Tragedia nel primo pomeriggio di questo mercoledì 19 novembre a San Paolo Bel Sito, piccolo comune dell’area nolana (nella Città metropolitana di Napoli), dove un giovane di 25 anni ha ucciso la sorella di 23 anni accoltellandola nell’appartamento di famiglia. L’allarme è partito dallo stesso autore del delitto, che intorno alle ore 15:15 ha telefonato al 112 confessando ciò che aveva appena compiuto.
La telefonata e la drammatica videochiamata alla madre
Secondo una prima ricostruzione, Vincenzo Riccardi avrebbe colpito più volte la sorella Noemi all’interno dell’abitazione situata al quinto piano di un palazzo a San Paolo Bel Sito 150.
Subito dopo, in evidente stato di agitazione, avrebbe effettuato una videochiamata alla madre – che non si trovava in casa – mostrando il corpo senza vita della giovane.
Solo in seguito il 25enne ha composto il numero di emergenza, dichiarando ai carabinieri: «Ho ucciso mia sorella».
I carabinieri trovano il giovane in stato di shock
I militari della compagnia di Nola, arrivati insieme ai sanitari del 118, hanno trovato la ragazza ormai deceduta. Riccardi era ancora nell’abitazione e avrebbe confermato di essere lui l’autore del gesto, parlando di un improvviso “raptus di follia”.

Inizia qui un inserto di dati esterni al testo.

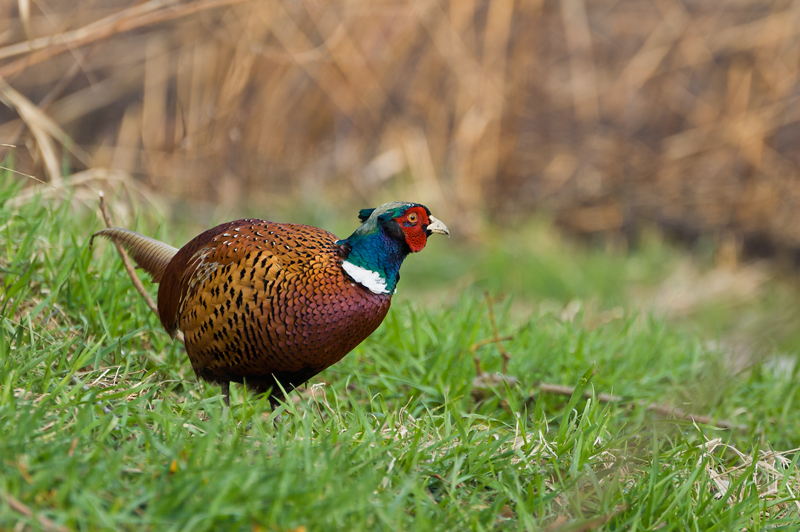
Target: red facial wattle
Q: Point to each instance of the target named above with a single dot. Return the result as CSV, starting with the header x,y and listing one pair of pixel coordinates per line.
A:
x,y
413,223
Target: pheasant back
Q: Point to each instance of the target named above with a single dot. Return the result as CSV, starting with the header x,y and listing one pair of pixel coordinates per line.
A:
x,y
273,304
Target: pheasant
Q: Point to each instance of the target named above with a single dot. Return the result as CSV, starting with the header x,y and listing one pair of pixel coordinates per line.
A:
x,y
269,304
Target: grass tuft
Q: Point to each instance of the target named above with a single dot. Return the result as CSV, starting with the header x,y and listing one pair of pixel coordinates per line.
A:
x,y
103,425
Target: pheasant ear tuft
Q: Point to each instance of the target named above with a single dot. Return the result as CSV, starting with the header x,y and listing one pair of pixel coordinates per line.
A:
x,y
364,214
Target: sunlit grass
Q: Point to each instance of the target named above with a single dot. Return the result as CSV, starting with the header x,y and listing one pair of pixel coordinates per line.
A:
x,y
103,425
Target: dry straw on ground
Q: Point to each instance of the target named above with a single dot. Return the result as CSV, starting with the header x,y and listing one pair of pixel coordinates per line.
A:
x,y
606,113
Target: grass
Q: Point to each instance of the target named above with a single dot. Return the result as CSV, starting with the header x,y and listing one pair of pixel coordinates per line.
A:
x,y
104,427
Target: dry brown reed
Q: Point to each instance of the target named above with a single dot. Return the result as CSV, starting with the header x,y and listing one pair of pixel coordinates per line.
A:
x,y
605,113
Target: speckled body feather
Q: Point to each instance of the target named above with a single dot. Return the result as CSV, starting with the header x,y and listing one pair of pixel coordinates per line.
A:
x,y
273,304
262,301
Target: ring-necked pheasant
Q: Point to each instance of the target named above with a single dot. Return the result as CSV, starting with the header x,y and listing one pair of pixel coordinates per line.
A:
x,y
266,303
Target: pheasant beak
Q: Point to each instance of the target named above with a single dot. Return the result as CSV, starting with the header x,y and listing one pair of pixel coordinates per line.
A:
x,y
436,226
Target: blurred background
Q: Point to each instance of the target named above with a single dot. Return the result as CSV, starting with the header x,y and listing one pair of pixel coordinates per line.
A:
x,y
567,143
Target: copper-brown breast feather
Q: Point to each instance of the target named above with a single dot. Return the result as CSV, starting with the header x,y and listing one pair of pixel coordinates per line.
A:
x,y
257,298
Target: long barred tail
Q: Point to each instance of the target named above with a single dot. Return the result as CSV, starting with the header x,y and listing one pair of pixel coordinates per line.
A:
x,y
149,254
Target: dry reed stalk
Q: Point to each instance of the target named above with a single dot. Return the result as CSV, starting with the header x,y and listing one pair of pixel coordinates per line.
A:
x,y
683,114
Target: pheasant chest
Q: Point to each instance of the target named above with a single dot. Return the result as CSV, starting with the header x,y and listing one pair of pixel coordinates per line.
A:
x,y
259,298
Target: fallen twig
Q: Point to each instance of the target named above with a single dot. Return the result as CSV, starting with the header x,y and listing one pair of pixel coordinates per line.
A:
x,y
19,507
497,339
661,409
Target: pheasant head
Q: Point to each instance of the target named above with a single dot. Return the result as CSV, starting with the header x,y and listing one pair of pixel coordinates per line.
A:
x,y
375,251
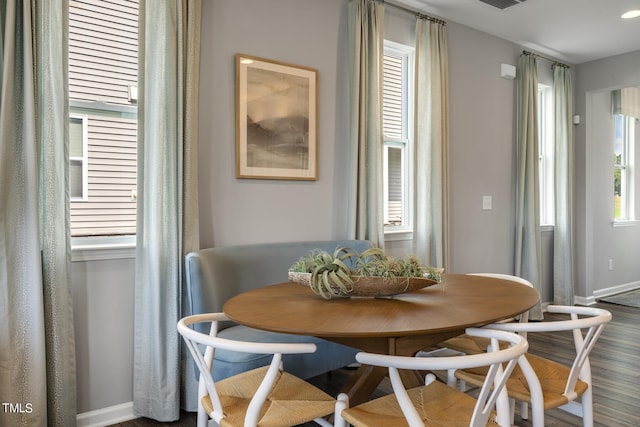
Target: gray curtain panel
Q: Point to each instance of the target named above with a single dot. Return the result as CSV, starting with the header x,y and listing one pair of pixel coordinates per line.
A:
x,y
167,217
37,344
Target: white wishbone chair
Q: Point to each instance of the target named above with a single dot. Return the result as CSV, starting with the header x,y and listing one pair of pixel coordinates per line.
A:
x,y
545,383
435,403
265,396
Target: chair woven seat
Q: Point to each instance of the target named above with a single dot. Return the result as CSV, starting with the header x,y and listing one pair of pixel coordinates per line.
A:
x,y
267,396
543,383
292,401
438,404
552,376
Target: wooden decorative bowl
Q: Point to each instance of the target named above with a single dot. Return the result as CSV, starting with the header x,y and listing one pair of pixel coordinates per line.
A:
x,y
371,286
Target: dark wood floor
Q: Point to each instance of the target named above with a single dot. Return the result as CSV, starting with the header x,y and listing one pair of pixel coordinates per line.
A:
x,y
615,365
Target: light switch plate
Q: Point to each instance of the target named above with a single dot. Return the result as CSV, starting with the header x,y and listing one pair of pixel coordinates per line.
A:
x,y
487,202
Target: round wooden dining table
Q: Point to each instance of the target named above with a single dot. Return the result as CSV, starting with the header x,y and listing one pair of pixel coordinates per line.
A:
x,y
400,325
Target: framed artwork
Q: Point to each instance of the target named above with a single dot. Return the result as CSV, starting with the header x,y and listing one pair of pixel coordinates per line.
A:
x,y
276,120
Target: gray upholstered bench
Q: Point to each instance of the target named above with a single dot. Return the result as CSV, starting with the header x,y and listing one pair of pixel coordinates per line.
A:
x,y
216,274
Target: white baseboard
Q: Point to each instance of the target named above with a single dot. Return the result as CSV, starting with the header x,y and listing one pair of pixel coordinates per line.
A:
x,y
106,416
603,293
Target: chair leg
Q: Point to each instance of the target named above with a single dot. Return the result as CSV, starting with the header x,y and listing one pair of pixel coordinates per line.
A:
x,y
203,417
341,404
524,410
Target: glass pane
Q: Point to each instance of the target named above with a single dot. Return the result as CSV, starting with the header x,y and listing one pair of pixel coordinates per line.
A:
x,y
392,93
395,193
75,178
75,137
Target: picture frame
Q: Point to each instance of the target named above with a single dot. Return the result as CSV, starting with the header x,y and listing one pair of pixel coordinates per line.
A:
x,y
276,120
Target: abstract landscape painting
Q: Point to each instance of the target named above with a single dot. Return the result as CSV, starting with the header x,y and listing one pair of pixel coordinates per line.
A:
x,y
276,117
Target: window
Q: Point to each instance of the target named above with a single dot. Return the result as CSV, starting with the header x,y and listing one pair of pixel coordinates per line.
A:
x,y
78,157
623,167
398,135
103,70
546,149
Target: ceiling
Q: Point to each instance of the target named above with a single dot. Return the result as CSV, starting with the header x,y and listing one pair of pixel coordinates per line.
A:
x,y
573,31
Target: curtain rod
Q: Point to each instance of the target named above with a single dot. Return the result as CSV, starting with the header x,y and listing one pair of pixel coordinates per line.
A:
x,y
553,61
414,12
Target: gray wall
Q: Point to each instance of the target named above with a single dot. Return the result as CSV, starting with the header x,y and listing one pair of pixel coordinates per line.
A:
x,y
234,211
597,240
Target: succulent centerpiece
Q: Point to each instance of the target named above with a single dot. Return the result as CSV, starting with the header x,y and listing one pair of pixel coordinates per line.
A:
x,y
368,274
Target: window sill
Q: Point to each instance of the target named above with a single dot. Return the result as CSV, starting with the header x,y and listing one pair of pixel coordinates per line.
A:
x,y
625,223
103,248
397,235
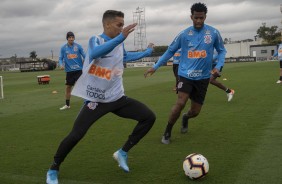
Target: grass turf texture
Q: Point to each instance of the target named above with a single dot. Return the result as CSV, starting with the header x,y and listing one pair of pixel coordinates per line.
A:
x,y
241,139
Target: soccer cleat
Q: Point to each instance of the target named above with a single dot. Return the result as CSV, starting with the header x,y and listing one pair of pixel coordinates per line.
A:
x,y
184,127
65,107
52,177
230,95
165,140
121,157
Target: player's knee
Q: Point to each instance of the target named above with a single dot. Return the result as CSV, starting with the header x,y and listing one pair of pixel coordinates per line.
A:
x,y
193,114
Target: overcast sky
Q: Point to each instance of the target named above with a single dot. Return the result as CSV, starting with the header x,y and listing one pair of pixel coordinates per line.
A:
x,y
41,25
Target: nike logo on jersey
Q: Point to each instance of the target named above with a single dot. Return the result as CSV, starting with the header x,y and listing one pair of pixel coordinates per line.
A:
x,y
106,56
100,72
197,54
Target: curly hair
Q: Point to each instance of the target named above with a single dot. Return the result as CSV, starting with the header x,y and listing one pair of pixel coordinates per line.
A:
x,y
199,7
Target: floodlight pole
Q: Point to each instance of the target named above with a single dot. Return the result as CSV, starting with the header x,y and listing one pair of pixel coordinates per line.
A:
x,y
281,22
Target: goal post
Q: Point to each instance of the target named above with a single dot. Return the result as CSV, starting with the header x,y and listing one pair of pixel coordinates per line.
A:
x,y
1,88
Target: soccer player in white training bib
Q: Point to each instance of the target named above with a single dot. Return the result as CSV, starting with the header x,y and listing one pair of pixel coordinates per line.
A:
x,y
101,85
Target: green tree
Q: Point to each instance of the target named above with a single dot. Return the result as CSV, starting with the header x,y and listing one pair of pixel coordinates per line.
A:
x,y
33,55
270,35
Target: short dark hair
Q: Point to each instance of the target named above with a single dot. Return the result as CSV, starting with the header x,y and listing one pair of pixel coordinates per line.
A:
x,y
199,7
111,14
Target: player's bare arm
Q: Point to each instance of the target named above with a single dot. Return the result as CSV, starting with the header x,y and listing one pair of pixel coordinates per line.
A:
x,y
149,72
128,29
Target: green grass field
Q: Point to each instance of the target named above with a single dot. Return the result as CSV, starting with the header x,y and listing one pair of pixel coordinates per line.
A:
x,y
241,139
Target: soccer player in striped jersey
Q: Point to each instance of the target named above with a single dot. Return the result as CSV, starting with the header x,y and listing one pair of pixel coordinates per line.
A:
x,y
104,93
197,44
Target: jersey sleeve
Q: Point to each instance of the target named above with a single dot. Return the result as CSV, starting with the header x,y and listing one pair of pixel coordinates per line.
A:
x,y
133,56
220,49
96,49
173,47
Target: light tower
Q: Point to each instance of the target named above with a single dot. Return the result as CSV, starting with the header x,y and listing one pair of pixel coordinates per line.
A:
x,y
281,21
140,41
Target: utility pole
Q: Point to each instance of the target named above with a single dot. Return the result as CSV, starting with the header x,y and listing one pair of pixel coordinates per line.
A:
x,y
281,22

Il giovane è stato quindi portato nella caserma dei carabinieri di Nola, dove nelle prossime ore verrà ascoltato dagli investigatori e dal pm della Procura, impegnati a chiarire dinamica e motivazioni dell’omicidio.
Restano infatti da definire le circostanze che hanno preceduto la lite e gli ultimi momenti trascorsi dai due fratelli.
Gli investigatori stanno inoltre analizzando eventuali segnali di tensione pregressi tra i due fratelli, ascoltando vicini e conoscenti per ricostruire il clima familiare nelle settimane precedenti.Gli inquirenti non escludono ulteriori accertamenti psicologici.
Il contesto: violenza sulle donne, una scia di delitti
La morte di Noemi Riccardi si inserisce in un quadro nazionale drammatico. Secondo l’Osservatorio Non Una di Meno, dall’inizio del 2025 sono state registrate 89 uccisioni violente, di cui 76 classificate come femminicidi. La Campania è tra le regioni più colpite.
L’accoltellamento risulta tra le modalità più frequenti, con 26 casi su 76.
Quasi la metà dei femminicidi avviene per mano del partner o dell’ex partner, ma non mancano gli episodi consumati da fratelli, figli o altri familiari. Nel corso dell’anno inoltre almeno 55 bambini sono rimasti orfani dopo l’uccisione della madre.
Nonostante il calo generale degli omicidi in Italia, la violenza di genere continua a rappresentare un fenomeno strutturale, spesso preceduto da segnali e denunce che non trovano adeguata protezione.